While working Europeans are asked by their governments to endure the increasingly high cost to wage an ill-thought-out economic war against Russia, maintain the solvency of Ukraine’s military, and ensure the welfare of the nearly 8 million refugees who’ve resettled across the continent, Ukrainian oligarchs have come under increased scrutiny across Europe.
Six months into the Russo-Ukraine War, with Austrian workers having committed nearly 60 million euros to support the Ukrainian war effort thus far, a tax burden that amounts to one-fifth of their gross incomes, people are beginning to ask why the government of Volodymyr Zelensky continues to tax Ukrainian billionaires’ income at a rate of just 18%.
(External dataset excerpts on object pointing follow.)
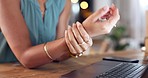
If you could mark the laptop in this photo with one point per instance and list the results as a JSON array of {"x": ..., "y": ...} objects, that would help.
[{"x": 110, "y": 69}]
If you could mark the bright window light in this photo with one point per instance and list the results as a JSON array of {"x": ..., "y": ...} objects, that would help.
[{"x": 74, "y": 1}]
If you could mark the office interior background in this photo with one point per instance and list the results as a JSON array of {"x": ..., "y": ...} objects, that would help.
[{"x": 131, "y": 29}]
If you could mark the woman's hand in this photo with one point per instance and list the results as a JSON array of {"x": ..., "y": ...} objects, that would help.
[
  {"x": 96, "y": 27},
  {"x": 77, "y": 39}
]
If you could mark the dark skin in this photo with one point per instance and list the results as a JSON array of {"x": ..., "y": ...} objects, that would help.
[{"x": 15, "y": 30}]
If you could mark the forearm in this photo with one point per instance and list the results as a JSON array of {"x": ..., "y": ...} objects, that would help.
[{"x": 36, "y": 56}]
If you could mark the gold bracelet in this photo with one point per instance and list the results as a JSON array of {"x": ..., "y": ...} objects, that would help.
[{"x": 46, "y": 51}]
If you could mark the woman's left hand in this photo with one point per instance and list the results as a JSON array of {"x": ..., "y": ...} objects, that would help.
[{"x": 77, "y": 39}]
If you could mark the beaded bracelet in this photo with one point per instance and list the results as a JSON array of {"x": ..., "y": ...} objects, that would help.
[{"x": 46, "y": 51}]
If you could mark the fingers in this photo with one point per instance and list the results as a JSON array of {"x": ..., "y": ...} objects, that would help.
[
  {"x": 115, "y": 15},
  {"x": 100, "y": 13}
]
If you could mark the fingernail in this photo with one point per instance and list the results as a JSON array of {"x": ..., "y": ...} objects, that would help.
[
  {"x": 105, "y": 8},
  {"x": 69, "y": 27}
]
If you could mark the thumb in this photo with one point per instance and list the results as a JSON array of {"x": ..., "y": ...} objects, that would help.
[{"x": 101, "y": 12}]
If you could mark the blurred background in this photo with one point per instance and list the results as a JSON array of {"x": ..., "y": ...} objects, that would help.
[{"x": 130, "y": 32}]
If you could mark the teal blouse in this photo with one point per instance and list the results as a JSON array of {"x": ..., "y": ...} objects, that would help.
[{"x": 41, "y": 30}]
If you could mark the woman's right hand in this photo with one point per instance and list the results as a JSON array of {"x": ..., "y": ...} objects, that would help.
[
  {"x": 96, "y": 27},
  {"x": 77, "y": 39}
]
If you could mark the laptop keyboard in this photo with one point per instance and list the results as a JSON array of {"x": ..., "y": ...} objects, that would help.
[{"x": 124, "y": 70}]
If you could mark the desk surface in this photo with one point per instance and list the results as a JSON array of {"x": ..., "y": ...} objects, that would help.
[{"x": 55, "y": 70}]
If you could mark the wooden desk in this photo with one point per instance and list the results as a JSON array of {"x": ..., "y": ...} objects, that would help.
[{"x": 55, "y": 70}]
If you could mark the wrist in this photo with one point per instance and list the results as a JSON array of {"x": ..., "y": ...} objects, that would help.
[{"x": 88, "y": 29}]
The increased scrutiny comes as the Center for Economic Policy Research in London has warned that Ukraine’s economy will collapse—and with it the country’s ability to resist the Russian onslaught—if the country’s tax regime is not quickly revamped in the image of Western Europe’s, the Vienna-based news site Exxpress reports.
Meanwhile, ultra-wealthy Ukrainians who’ve fled to Switzerland have also come under increased scrutiny, as cantonal welfare authorities have begun to take into consideration their bank accounts at home as well as other assets when calculating the amount of social welfare they’re eligible to receive.
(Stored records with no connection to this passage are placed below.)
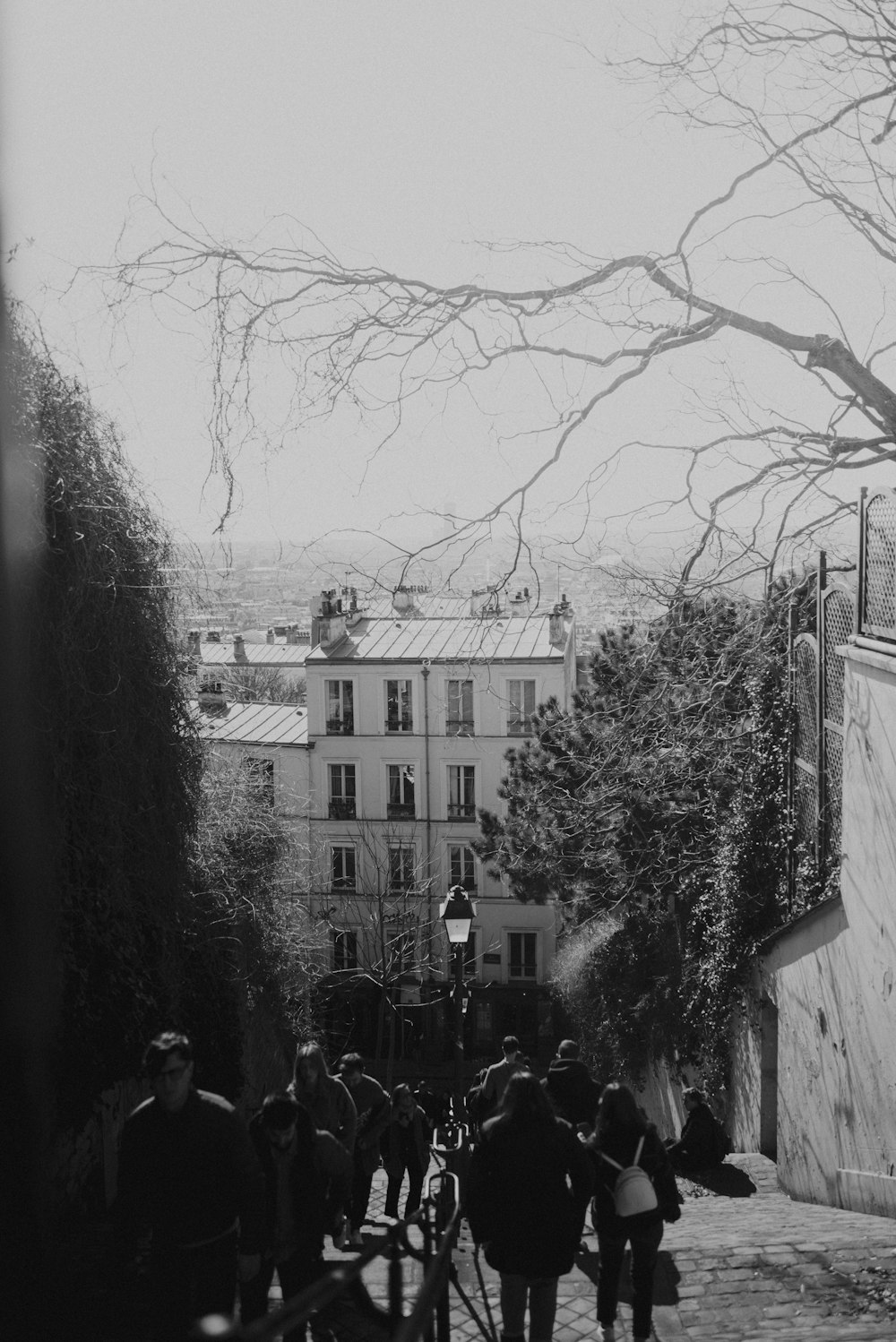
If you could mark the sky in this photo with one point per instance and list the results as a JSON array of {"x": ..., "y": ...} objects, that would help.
[{"x": 400, "y": 133}]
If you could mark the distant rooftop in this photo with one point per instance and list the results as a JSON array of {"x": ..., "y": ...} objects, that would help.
[
  {"x": 254, "y": 724},
  {"x": 504, "y": 639}
]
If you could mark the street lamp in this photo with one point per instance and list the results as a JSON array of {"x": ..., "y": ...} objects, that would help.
[{"x": 458, "y": 913}]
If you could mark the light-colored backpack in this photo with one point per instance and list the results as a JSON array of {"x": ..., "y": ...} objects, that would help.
[{"x": 633, "y": 1191}]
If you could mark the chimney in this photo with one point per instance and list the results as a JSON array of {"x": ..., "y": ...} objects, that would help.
[
  {"x": 211, "y": 697},
  {"x": 557, "y": 627}
]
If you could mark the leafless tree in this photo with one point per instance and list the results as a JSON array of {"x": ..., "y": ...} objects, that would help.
[
  {"x": 383, "y": 922},
  {"x": 741, "y": 337}
]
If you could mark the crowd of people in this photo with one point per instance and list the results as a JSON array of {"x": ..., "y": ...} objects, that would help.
[{"x": 229, "y": 1205}]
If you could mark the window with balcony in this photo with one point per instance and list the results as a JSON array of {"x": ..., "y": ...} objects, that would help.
[
  {"x": 522, "y": 954},
  {"x": 261, "y": 776},
  {"x": 342, "y": 867},
  {"x": 522, "y": 705},
  {"x": 461, "y": 792},
  {"x": 459, "y": 708},
  {"x": 461, "y": 865},
  {"x": 402, "y": 865},
  {"x": 342, "y": 791},
  {"x": 345, "y": 948},
  {"x": 340, "y": 695},
  {"x": 399, "y": 706},
  {"x": 400, "y": 802}
]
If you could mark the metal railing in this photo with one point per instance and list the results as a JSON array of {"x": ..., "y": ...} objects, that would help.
[{"x": 340, "y": 1303}]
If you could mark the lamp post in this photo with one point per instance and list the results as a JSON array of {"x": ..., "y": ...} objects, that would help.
[{"x": 458, "y": 913}]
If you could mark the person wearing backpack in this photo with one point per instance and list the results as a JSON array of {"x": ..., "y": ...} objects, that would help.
[
  {"x": 528, "y": 1191},
  {"x": 634, "y": 1191}
]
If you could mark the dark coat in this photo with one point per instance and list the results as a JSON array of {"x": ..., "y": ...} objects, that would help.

The change, which means over 50,000 Ukrainians who have “S protection status” will no longer enjoy privileged status compared to all other refugees who have been provisionally admitted, was prompted by growing resentment in the Swiss population over state welfare funds being doled out to an increasingly visible number people driving Mercedes SUVs, Porsches, and other luxury vehicles with Ukrainian license plates, according to a report from the Swiss financial newspaper Inside Paradeplatz.
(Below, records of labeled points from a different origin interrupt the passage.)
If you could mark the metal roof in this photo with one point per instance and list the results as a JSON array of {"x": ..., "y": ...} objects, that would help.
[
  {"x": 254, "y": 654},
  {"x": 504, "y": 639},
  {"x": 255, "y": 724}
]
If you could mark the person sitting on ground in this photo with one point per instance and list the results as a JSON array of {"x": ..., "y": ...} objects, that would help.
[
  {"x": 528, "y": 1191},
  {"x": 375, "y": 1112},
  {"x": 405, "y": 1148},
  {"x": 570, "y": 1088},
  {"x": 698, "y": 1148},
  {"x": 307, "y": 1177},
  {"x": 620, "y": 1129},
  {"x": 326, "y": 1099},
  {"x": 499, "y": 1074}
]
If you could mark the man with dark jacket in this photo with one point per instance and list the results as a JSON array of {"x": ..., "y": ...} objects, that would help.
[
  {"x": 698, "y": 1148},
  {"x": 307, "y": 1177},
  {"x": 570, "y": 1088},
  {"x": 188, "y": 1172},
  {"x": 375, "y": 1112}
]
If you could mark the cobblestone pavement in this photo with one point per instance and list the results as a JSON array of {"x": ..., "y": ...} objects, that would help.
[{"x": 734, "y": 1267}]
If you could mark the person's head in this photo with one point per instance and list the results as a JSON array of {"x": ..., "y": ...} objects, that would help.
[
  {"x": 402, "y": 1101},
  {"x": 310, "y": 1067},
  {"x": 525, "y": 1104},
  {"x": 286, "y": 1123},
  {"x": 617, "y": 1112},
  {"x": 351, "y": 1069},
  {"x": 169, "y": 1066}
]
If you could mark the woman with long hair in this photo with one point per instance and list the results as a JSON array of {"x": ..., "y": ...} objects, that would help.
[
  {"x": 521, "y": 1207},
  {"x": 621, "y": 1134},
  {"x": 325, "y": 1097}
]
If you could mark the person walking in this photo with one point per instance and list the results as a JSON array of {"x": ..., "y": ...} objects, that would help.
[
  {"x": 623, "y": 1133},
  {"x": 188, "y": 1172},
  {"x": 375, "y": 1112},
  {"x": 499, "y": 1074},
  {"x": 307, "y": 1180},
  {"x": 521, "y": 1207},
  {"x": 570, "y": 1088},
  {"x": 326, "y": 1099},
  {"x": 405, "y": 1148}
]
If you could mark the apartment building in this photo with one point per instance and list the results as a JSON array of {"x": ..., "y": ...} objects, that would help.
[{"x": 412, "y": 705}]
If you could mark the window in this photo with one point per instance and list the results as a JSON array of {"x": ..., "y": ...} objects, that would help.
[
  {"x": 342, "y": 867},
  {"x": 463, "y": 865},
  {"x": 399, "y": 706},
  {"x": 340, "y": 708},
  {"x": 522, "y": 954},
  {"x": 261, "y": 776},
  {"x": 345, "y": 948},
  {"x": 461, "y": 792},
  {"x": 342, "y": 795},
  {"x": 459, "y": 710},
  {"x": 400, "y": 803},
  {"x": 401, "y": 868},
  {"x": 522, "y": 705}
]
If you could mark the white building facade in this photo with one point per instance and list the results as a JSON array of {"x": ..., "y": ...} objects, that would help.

Despite the rule changes, some Swiss citizens have criticized the new social welfare regime for failing to consider key assets of Ukrainians, like their personal vehicles, when calculating monthly allotments. In contrast, Swiss pensioners who are in need of social welfare assistance are required to liquidate the vast majority of their assets—including their cars, no matter the make and model—in order to receive support from the state.